Некогда в юности Тиресий был зряч. Но он случайно дерзкими глазами смертного увидел то, чего смертный не смеет видеть: купающуюся бессмертную богиню Палладу. И богиня, выпрыгнув из воды, вырвала у юноши глаза. Мы уже знаем: по молению матери Тиресия нимфы Харикло, подруги Паллады, Тиресий – такой же преступник поневоле, как Эдип, - получил дар провидца: дар понимать голоса птиц, волю богов и видеть грядущее.

Тиресий получил своё внутреннее виденье, т.е. прозрение своё, познание от богов в дар как плату за ослепление. Эдип сам же обретает своё прозрение в конце многострадального пути как искупление и награду. В трагедии «Эдип в Колоне» Софокла Эдип, став старцем, обогащается таким же знанием-провидением, как и Тиресий. Он видит грядущее: судьбу своих, им же самим проклятых сыновей и грядущую славу Афин, предоставивших ему в роще Эриний место вечного успокоения.

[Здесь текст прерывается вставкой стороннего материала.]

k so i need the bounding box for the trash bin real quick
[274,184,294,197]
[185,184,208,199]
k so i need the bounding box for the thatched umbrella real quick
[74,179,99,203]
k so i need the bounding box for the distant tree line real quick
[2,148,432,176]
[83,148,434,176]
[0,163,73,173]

В мифологических образах провидцев – Эдипа в Колоне и Тиресия – в этих олицетворениях «зрячей слепоты» виденье открывается нам как «веденье»: его смысл переходит в новую форму. Впервые в мифе возникает идея замещения мнимой проницательности утраченного органа зрения (глаза), основного источника чувственного опыта, радости жизни и знания, часто, быть может, иллюзорного и перспективного, но восторгом красоты переполняющего сердце эллина.

Миф отчётливо высказывает, что Паллада взамен вырванных глаз даровала Тиресию ясновидение, высшее постижение тайн природы: ибо что такое понимание голосов птиц и богов, как не постижение тайн природы. И что такое ясновидение провидца, как не торжество мысли, разгадывающей грядущее и предуказывающей пути человеку среди его вечной одиссеи.

Загадка Сфинкса, разгаданная мудрым Эдипом, означала: человек. Не случайно такая ходячая энигма (загадка), почти поговорка, известная каждому встречному, попала в миф об Эдипе и была использована Софоклом.

Мудрость этой загадки – в её второй части – в разгадке. Когда зрячий Эдип разгадал загадку Сфинкса: кто ходит утром на четырёх, днём на двух, а вечером на трёх ногах? – и сказал: человек, его мудрость была ещё слепа. Ибо с разгадки, со слова «человек», только и начинается мудрая загадка Сфинкса: что знает Человек? Что может знать Человек? Загадка Сфинкса – загадка знания. Только пройдя долгий путь страдания, опираясь на посох нового внутреннего опыта, понял слепой Эдип тайну знания, как бы прозрев в своей слепоте. И, думается, когда Эдип разгадал Сфинксу загадку, и Сфинкс, признав торжество Эдипа, кинулся в море, он загадочно улыбнулся: так, как улыбается Сфинкс. […]

По представлению древних у слепого повышенное воображение. Оно объёмнее и чувствительнее, чем у зрячего. Оно должно непрерывно восполнять слепому видимый зрячими мир и этот мир должен в нём всегда жить как некое  виденье.

Виденье мира вместо веденья мира. Поэтому богатство творческого воображения, которым живёт мысль творца-поэта, было подсказано древним образом Слепца, у которого внешняя чувственная слепота заменена как бы внутренним зрением: Гомер слеп. Но Гомер – всё же история. […]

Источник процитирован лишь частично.